Accertata l’inutilità della “Sinistra” Italiana, comprovata la furbizia del Berlusconismo e del Montismo che, de facto, hanno distrutto la stabilità lavorativa in Italia, creando il più grande paese occidentale di precari senza alcuna speranza di futuro e la schiera più nutrita di disoccupati over 45 che vive solo di espedienti perchè non troverà mai più un lavoro.

E’ lampante che il Centrismo ex DC, oggi UDC e con i reietti di AN è solo un contenitore per chi non ha mai lavorato e sopravvive solo grazie ai fanatismi (falsi ed ipocriti) della CEI.

Evidente a mio avviso la “follia” del nuovo “capo” Grillo che nuota con Mussoliniana maestria tra l’Italica Penisola e la Sicilia ma non ci racconta nulla di rassicurante.

Chi votiamo? Ho provato a fare una lista con pro e contro per vedere cosa ne esce fuori.

Voto Berlusconi
Pro: onestamente nessuno , dopo 20 anni di smantellamento del welfare di furti ai lavoratori che subiscono abusi (vedasi collegato al lavoro) di false promesse di lavoro e sviluppo non vedo nessun punto a favore.

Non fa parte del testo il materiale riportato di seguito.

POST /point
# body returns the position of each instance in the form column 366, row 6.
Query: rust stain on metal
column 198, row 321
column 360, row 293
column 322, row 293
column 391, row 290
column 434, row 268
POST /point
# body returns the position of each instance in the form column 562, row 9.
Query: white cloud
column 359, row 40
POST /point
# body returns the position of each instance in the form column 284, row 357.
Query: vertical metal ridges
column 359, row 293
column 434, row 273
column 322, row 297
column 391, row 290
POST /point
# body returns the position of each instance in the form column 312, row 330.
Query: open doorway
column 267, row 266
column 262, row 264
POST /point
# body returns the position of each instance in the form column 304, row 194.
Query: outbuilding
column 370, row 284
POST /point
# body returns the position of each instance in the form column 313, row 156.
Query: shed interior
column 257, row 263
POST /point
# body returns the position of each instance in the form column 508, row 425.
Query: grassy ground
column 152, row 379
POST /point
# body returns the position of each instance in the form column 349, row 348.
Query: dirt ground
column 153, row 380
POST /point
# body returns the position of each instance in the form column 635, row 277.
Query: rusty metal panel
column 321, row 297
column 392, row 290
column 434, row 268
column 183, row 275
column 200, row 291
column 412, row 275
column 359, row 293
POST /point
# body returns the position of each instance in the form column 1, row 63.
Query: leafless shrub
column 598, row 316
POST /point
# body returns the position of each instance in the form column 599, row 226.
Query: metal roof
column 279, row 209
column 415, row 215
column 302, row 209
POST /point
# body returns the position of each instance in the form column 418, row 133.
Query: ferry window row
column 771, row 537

Contro: rafforzare il sistema di smantellamento dei diritti ed impoverimento progressivo ai danni delle classi povere e medie in favore della classe ricca, mantenimento al potere di una classe dirigente fatta di personaggi ultra sessantenni e di furbetti che mangiano alle spalle di chi paga le tasse.

Voto Bersani
Pro: anche in questo caso nessuno… buono solo a fare chiacchiere di progressismo ma senza una vera intenzione di tutelare le classi più deboli, ha lasciato correre il collegato al lavoro e votato la famigerata riforma Fornero

Contro: anche qua una classe dirigente fatta di anziani o di personaggi della vecchia prima repubblica, Bindi in testa. Onestamente votare chi dichiara di tutelare gli interessi dei lavoratori ma sostiene leggi che creano disoccupazione e precariato… no grazie!

Voto Lista Monti
Pro: nessuno

Contro: il pericolo di vedersi affamare in favore delle banche e delle istituzioni religiose, un rischio enorme per i cittadini che sono già alla fame.

Voto Grillo

Pro: nessuno, la gestione interna del “movimento” è più simile ad una setta che ad un partito, l’individualismo è punito con l’espulsione.

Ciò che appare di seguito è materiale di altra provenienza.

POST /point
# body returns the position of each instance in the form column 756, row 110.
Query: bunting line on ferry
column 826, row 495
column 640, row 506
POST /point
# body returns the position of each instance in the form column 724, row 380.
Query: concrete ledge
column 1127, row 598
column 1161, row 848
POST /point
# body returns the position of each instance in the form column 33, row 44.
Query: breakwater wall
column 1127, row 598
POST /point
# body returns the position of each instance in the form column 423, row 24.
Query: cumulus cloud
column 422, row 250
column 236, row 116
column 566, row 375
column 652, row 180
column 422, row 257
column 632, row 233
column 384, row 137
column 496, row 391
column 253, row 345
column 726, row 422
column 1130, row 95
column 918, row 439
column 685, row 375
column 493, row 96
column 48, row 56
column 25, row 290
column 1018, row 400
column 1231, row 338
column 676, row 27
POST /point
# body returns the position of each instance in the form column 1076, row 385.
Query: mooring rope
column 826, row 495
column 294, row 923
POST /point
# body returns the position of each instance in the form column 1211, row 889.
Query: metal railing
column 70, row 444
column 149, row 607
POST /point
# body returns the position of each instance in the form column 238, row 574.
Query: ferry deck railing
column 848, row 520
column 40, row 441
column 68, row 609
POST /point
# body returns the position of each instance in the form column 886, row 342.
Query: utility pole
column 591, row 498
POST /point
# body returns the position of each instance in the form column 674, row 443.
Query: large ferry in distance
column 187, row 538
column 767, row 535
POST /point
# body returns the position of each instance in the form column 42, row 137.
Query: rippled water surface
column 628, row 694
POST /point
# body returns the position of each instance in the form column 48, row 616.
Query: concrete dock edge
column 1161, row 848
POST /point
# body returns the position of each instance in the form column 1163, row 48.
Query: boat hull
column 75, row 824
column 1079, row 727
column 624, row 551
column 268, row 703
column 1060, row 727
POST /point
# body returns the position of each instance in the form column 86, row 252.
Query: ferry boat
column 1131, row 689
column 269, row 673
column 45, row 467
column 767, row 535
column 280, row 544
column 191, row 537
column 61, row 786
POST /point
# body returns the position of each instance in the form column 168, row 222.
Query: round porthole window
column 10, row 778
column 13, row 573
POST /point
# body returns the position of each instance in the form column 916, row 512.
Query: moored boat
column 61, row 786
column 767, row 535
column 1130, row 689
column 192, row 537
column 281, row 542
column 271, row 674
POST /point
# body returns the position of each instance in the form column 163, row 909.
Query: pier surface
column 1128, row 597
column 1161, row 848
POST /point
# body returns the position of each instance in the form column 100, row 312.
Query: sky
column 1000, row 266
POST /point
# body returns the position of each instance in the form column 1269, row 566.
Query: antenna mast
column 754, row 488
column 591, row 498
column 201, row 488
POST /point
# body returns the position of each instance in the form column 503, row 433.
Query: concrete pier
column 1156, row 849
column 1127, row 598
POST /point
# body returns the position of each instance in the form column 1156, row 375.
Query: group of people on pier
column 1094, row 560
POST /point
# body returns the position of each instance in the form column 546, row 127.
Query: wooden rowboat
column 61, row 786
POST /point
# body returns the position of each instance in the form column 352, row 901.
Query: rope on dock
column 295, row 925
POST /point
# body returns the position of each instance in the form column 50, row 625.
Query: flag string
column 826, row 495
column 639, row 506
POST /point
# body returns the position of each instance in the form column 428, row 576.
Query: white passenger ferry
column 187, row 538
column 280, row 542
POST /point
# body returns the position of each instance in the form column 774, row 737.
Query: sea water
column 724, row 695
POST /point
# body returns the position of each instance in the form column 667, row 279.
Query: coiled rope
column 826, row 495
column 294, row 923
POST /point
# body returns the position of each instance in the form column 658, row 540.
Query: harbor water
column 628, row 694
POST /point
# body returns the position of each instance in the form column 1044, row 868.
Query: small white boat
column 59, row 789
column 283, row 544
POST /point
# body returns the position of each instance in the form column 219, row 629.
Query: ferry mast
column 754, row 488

Contro: lasciare il paese in mano ad un personaggio capace solo di criticare ma non di proporre reali ed attuabili soluzioni per garantire una vita almeno decente ai cittadini più poveri.

Alla fine mi sovviene alla memoria la scena di Fantozzi ove il povero ragioniere cerca di capire cosa fare del proprio voto ed in cabina elettorale fa l’unica cosa degna, firmando con un sonoro tiro di sciacquone.